Image copyright Johanie Maheu
Image caption Jim was given Canada's second-highest honour earlier this year

For his work helping refugees, in March of this year Jim was awarded the Order of Canada, the country's second-highest honour. Canada's Governor General, Julie Payette, who represents Queen Elizabeth II, said that he had shown "outstanding achievement, dedication to the community, and service to the nation".

Guelph's mayor Cam Guthrie tells the BBC that Jim is "a down-to-earth, quiet, humble leader". He adds: "I can tell he cares about the people he employs, and the community he's in.

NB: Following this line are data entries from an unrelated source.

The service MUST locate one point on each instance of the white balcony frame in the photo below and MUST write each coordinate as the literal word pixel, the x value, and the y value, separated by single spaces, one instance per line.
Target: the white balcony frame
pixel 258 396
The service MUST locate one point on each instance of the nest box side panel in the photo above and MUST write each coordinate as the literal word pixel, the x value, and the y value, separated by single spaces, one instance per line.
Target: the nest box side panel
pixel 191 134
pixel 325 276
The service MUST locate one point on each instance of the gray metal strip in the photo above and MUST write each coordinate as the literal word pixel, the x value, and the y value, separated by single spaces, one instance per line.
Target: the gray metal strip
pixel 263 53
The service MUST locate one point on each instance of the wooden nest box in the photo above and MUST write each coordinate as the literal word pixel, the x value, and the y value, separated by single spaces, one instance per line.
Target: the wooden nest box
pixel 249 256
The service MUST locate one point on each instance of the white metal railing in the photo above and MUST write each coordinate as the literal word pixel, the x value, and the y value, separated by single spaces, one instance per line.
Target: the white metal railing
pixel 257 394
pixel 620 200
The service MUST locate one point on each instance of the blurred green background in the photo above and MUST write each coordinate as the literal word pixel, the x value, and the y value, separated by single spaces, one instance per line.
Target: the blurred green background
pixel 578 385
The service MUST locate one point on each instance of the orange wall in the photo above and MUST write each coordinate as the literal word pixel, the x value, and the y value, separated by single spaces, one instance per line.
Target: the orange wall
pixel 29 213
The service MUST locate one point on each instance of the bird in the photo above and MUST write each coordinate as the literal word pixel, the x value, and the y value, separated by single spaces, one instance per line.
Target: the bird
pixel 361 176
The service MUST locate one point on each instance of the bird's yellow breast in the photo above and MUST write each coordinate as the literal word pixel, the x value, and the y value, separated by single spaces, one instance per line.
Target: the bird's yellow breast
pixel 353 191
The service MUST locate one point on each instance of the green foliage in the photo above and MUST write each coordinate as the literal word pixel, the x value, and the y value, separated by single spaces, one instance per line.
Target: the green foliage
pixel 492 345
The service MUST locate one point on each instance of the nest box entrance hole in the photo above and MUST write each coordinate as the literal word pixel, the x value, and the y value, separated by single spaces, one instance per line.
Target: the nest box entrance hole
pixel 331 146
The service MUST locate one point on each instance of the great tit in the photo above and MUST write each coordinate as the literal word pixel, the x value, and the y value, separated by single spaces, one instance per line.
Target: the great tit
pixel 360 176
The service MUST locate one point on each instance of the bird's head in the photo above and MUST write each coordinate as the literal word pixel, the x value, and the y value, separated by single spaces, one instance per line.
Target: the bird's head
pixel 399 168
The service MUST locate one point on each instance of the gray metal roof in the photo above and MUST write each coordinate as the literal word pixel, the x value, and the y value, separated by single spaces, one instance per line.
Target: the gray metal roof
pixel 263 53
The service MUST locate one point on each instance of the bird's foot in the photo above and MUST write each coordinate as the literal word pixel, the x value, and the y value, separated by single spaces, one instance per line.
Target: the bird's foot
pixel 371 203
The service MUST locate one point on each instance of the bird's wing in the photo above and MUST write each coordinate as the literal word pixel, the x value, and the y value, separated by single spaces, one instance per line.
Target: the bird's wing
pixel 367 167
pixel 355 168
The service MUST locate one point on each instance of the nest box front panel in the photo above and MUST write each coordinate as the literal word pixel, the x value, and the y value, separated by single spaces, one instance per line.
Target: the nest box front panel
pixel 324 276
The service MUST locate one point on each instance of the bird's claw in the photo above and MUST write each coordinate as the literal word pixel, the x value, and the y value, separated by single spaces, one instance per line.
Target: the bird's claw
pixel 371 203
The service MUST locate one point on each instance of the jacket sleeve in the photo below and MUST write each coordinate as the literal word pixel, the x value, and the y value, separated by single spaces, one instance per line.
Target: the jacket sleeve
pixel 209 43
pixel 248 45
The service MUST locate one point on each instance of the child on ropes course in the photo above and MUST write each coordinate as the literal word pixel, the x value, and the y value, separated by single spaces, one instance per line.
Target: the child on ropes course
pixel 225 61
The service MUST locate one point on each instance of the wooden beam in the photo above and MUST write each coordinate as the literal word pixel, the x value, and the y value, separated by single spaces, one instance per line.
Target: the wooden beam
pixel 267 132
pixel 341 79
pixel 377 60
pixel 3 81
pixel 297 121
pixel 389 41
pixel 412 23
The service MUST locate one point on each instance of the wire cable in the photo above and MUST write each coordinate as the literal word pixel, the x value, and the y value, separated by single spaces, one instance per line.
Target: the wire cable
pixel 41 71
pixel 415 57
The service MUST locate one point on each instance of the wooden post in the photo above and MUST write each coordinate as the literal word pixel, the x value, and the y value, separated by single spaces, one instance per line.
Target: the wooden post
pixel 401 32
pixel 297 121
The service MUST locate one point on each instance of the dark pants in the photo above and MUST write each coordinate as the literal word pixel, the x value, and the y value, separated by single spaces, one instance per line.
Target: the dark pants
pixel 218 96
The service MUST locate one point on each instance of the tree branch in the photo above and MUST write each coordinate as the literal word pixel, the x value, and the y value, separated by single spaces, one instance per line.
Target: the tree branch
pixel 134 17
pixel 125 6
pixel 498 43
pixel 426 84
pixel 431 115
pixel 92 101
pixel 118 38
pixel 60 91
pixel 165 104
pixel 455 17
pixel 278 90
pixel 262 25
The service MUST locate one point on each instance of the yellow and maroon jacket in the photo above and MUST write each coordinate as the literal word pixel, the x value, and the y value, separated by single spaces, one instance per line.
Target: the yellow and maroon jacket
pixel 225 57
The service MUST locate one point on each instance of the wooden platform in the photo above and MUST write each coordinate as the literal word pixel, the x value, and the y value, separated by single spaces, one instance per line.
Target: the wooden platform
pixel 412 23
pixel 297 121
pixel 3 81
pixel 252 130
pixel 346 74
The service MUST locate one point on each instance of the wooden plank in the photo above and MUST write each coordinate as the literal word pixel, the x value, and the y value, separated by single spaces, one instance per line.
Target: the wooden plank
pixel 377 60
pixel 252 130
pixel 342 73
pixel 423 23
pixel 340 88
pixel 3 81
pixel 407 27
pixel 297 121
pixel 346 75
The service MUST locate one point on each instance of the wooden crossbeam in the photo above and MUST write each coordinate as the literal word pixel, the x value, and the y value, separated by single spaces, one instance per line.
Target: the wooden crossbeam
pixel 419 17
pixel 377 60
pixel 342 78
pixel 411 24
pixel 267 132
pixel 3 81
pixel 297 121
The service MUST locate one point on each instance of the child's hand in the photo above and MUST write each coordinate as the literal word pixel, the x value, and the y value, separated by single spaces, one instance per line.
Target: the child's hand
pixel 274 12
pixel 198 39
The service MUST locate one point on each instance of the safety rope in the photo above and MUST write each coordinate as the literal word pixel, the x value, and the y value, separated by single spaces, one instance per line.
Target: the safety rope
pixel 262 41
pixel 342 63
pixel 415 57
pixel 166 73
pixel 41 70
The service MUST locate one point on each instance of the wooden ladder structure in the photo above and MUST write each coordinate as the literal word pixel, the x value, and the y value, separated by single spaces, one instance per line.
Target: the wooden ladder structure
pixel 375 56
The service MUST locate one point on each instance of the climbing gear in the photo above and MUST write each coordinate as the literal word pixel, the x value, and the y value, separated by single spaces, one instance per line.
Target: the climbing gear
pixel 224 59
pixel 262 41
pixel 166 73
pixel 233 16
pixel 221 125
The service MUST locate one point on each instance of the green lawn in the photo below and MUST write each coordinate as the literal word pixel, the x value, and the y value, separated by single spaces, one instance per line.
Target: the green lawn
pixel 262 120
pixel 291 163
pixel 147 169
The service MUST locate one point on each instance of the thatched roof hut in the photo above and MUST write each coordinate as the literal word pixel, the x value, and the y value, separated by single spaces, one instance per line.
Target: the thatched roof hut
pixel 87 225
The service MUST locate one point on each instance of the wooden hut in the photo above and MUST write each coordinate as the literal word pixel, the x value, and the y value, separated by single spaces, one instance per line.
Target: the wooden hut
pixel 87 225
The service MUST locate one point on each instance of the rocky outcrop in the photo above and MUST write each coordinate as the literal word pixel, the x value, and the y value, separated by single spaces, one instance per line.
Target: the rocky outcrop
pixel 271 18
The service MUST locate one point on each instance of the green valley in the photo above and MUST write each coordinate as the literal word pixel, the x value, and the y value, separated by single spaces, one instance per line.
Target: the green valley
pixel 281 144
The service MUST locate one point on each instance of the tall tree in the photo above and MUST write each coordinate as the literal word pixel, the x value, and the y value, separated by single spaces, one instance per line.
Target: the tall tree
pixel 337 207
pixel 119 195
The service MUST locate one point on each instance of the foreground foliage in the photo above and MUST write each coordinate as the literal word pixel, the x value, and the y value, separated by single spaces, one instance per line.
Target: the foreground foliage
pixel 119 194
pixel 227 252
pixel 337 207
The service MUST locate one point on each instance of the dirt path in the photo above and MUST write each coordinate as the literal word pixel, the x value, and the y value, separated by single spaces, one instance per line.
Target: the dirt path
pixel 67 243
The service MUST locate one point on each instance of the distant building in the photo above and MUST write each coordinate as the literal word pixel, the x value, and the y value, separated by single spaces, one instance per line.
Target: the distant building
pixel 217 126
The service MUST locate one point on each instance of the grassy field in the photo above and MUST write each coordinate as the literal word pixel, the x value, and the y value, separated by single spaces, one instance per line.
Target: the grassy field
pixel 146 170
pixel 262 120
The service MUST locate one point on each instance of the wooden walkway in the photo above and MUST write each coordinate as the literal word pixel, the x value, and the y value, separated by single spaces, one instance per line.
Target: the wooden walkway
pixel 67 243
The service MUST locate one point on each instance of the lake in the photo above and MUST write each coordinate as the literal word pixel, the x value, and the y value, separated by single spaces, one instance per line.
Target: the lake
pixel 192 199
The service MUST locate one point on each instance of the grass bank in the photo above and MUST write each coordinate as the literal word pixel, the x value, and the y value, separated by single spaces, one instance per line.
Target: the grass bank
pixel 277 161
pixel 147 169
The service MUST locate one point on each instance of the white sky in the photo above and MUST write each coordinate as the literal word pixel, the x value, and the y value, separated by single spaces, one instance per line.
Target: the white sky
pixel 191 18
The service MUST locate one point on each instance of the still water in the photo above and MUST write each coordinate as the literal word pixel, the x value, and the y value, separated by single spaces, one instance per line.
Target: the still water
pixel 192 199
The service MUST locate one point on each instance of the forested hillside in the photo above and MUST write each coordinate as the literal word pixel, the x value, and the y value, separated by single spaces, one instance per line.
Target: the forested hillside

"And by bringing in more people from outside Canada into Guelph, Jim has made people step outside their comfort zone, and open their eyes to see what's happening in the world, beyond their own city."

Image copyright Dandy
Image caption Jim has owned Danby, one of Canada's largest retailers, for the past two years

Jim says that the stories he has heard from the Syrian refugees will stay him for a long time. "Stories of people returning home to houses destroyed, of people speaking to their brother on the phone, which then goes dead, and the brother has been killed.

"These families just want to be happy, just like everyone else. They want a future without fear and violence. And we should be welcoming them, since 99.9% of Canadians are immigrants in some way too."